LE MINISTRE DE LA CITOYENNETÉ

ET DE L"IMMIGRATION


demandeur


et


ABDI DIRIR ABDI


défendeur



     JE CERTIFIE PAR LES PRÉSENTES que, le 26 mai 2000, la Cour (le juge O"Keefe) a ordonné ce qui suit à la fin des motifs de l"ordonnance :

     Il est ordonné que l"appel (la demande) du ministre soit accueilli.

CERTIFIÉ À Ottawa (Ontario), le 29 mai 2000.


                             " Geneviève Payer "

                                 Fonctionnaire du greffe

Traduction certifiée conforme


Martine Brunet, LL.B.






Date: 20000526


Dossier : T-452-99

Ottawa (Ontario), le 26 mai 2000

DEVANT : MONSIEUR LE JUGE JOHN A. O"KEEFE

ENTRE :


LE MINISTRE DE LA CITOYENNETÉ

ET DE L"IMMIGRATION


demandeur


et


ABDI DIRIR ABDI


défendeur




MOTIFS DE L"ORDONNANCE ET ORDONNANCE



LE JUGE O"KEEFE



[1]      Il s"agit d"un appel interjeté par le ministre de la Citoyenneté et de l"Immigration (le ministre), conformément à la règle 300c ) des Règles de la Cour fédérale (1998), contre la décision par laquelle le juge de la citoyenneté Somerville a approuvé, le 13 janvier 1999, la demande de citoyenneté d"Abdi Dirir Abdi (le défendeur). Le ministre affirme que le défendeur ne remplit pas les conditions de résidence énoncées à l"alinéa 5(1)c ) de la Loi sur la citoyenneté, S.C. 1974-75-76, ch. 108 (la Loi).

[2]      Le défendeur et sa famille (sa conjointe et deux enfants) sont initialement arrivés au Canada le 7 août 1987; le statut de réfugié au sens de la Convention leur a subséquemment été reconnu. Avant que le défendeur puisse devenir résident permanent, il a quitté le Canada pour se rendre en Somalie, soit le pays à l"égard duquel il affirme craindre avec raison d"être persécuté. Il est retourné en Somalie afin d"essayer de trouver ses neveux. Au moyen du parrainage de sa conjointe (qui était depuis lors devenue citoyenne canadienne) dans la catégorie de la famille, le défendeur est devenu résident permanent du Canada le 30 juillet 1992.

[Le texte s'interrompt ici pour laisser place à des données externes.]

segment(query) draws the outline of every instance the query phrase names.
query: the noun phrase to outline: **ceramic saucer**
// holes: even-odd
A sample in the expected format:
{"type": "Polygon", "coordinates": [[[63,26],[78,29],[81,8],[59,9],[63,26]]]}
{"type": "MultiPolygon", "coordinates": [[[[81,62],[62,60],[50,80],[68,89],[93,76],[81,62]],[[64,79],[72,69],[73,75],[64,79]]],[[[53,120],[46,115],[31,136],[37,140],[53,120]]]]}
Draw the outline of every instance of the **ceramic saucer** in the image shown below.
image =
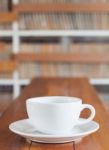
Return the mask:
{"type": "Polygon", "coordinates": [[[95,121],[90,121],[84,125],[75,126],[70,134],[67,135],[51,135],[39,132],[30,123],[29,119],[19,120],[9,125],[9,129],[28,139],[41,143],[66,143],[81,139],[99,129],[99,124],[95,121]]]}

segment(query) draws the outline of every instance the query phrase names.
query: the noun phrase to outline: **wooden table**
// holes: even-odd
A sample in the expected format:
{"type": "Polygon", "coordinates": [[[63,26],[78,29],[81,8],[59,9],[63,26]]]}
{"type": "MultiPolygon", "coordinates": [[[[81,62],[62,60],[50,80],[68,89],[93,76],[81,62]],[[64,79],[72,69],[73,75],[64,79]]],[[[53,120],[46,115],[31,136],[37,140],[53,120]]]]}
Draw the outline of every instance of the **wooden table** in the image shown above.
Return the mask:
{"type": "MultiPolygon", "coordinates": [[[[87,115],[85,112],[83,115],[87,115]]],[[[109,150],[109,115],[97,96],[95,89],[85,78],[44,78],[34,79],[21,96],[9,107],[0,118],[0,150],[109,150]],[[90,103],[96,108],[95,120],[100,123],[100,130],[91,134],[79,143],[40,144],[28,143],[11,131],[11,122],[27,118],[25,100],[29,97],[46,95],[77,96],[83,102],[90,103]],[[75,148],[74,148],[75,146],[75,148]]]]}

[3]      Le défendeur a demandé la citoyenneté canadienne le 3 août 1995, soit 1 098 jours après avoir obtenu le droit d"établissement.

[4]      Selon les renseignements fournis dans le formulaire de demande, le défendeur s"était dans l"intervalle absenté du Canada pendant 276 jours, aux dates ci-après énoncées :



Période

Lieu

But

Nombre de jours d"absence

30 août 1992 - 2 janvier 1993

Arabie saoudite

Travail

135

28 février 1993 - 19 juillet 1993

Arabie saoudite

Travail

141

Total

276

Selon ces chiffres, il manquait au défendeur 273 jours sur les 1 095 jours nécessaires.

[5]      Les renseignements fournis dans le questionnaire de résidence du défendeur au sujet de ses absences du Canada étaient différents de ceux qui figuraient dans sa demande.

[6]      Au mois de janvier 1999, le défendeur a fourni les renseignements suivants au sujet de ses absences du Canada :

Date

Lieu

Motif

1990 - 1992

Décès d"un membre de la famille

31 décembre 1992 - 30 juin 1993

Arabie saoudite

Travail temporaire

27 mars 1994 - 13 juillet 1994

16 octobre 1994 - 26 octobre 1994

20 juin 1995 - 4 juillet 1995

10 juin 1996 - 25 juin 1996

Arabie saoudite

Entrevues et recherche d"emploi

22 décembre 1996 - 8 juillet 1997

20 juin 1998 - 8 juillet 1998

Arabie saoudite

Travail temporaire

Je suis allé en Arabie saoudite pour aider mon frère dans son entreprise

[7]      Le défendeur a également déclaré s"être absenté du Canada entre le mois de mai et le mois de juillet 1995 lorsqu"il était en Arabie saoudite.

[8]      La conjointe et deux enfants du défendeur sont demeurés au Canada depuis leur arrivée et sont devenus citoyens canadiens en 1994.

[9]      Le défendeur a temporairement été séparé de sa conjointe du mois de mai 1994 jusqu"au 31 décembre 1998, mais les conjoints se sont réconciliés et ont recommencé à vivre ensemble au mois de janvier 1999.

[10]      Avant d"aller en Somalie, le défendeur avait travaillé au Canada.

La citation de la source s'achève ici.